I know full well that I am loved unconditionally and completely by God, but the more I come to (however finitely) grasp this, the more I feel inadequate. I am undeserving of such love, yet it is given freely to me independent of anything I could ever do to earn it. In this sense the only action on my part is response.

But in this regard, too, I am undeserving. In fact, all too often I find my response completely backwards: I struggle with being unloving toward others. I brush past people without a smile. I thoughtlessly make sarcastic or disrespectful comments to others, especially those who I care so much about. I judge people for what they say or do or look like.
"If anyone says, 'I love God,' yet hates his brother he is a liar. For anyone who does not love his brother, whom he has seen, cannot love God, whom he has not seen. And he has given us this command: Whoever loves God must also love his brother."
      ~ 1 John 4:20-21 [emphasis mine]
I can neither earn nor affect (either positively or negatively) God's love for me, but the fact is, plain and simple, that when we are blown away (how could it be anything less?) by the immense, unending, perfect love of God, our love for Him should increase, as should our love for others.

And loving others means genuinely caring and having compassion for them, for everyone, even the unlovely. It means selflessness. 
"Make my joy complete by being like-minded, having the same love, being one in spirit and purpose. Do nothing out of selfish ambition or vain conceit, but in humility consider others better than yourselves. Each of you should look not only to your own interests, but also to the interests of others to the glory of God the Father."
      ~ Philippians 2:2-11 [emphasis mine]
I have had a definite Holy Spirit-slap-upside-the-head lately in terms of loving and looking out for the interests of others. I have a tendency to overthink a lot of things, but God has been showing me how often I say things without thinking. I make comments here and there that I immediately kick myself for saying . . . things that are certainly not edifying, and sometimes straight up unloving. I realized the other morning while doing my devos, that I really need to think seriously about the effect of my words and whether they are loving, encouraging, and respectful.

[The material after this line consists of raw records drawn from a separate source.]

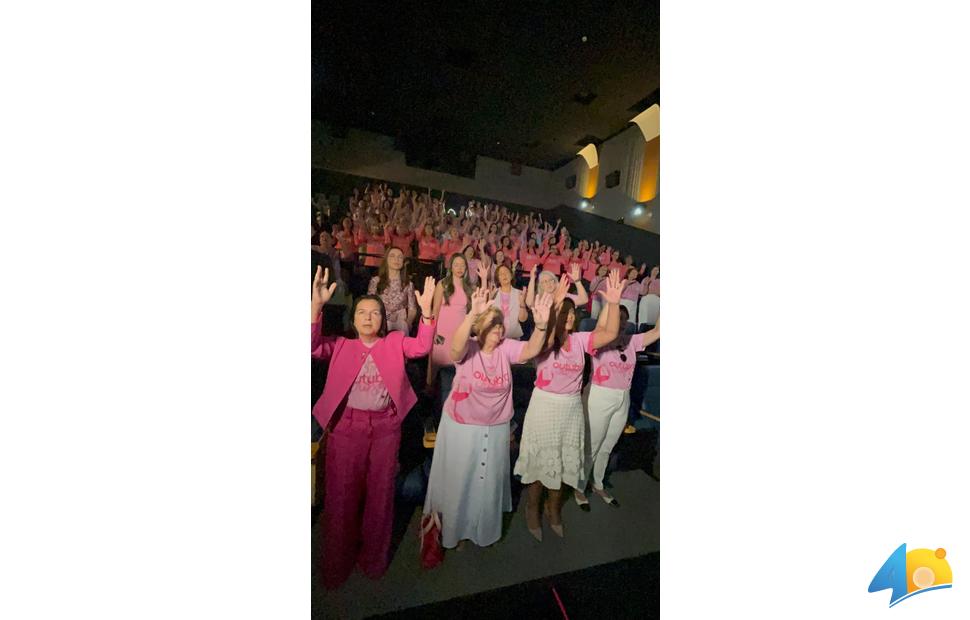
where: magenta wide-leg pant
[323,408,402,589]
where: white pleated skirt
[515,388,586,489]
[424,412,512,549]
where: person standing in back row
[574,306,660,511]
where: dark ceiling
[312,0,660,176]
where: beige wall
[311,123,558,209]
[312,123,660,233]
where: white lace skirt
[514,388,586,489]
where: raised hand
[310,265,337,306]
[414,276,435,317]
[552,274,569,307]
[471,286,488,316]
[532,293,552,326]
[599,269,626,304]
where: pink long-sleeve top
[519,250,541,272]
[310,319,435,428]
[543,254,566,276]
[589,334,646,390]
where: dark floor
[313,470,660,620]
[371,552,660,620]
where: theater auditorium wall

What I say is a significant aspect of considering others better than myself, and it is a significant aspect of Christ's character, which I am to be striving toward. My words ought to be reflective of Christ and an overflow of His love. This is a significant aspect of my response to God's love.
"Christ's love compels us, because we are convinced that one died for all, and therefore all died. And he died for all, that those who live should no longer live for themselves but for him who died for them and was raised again."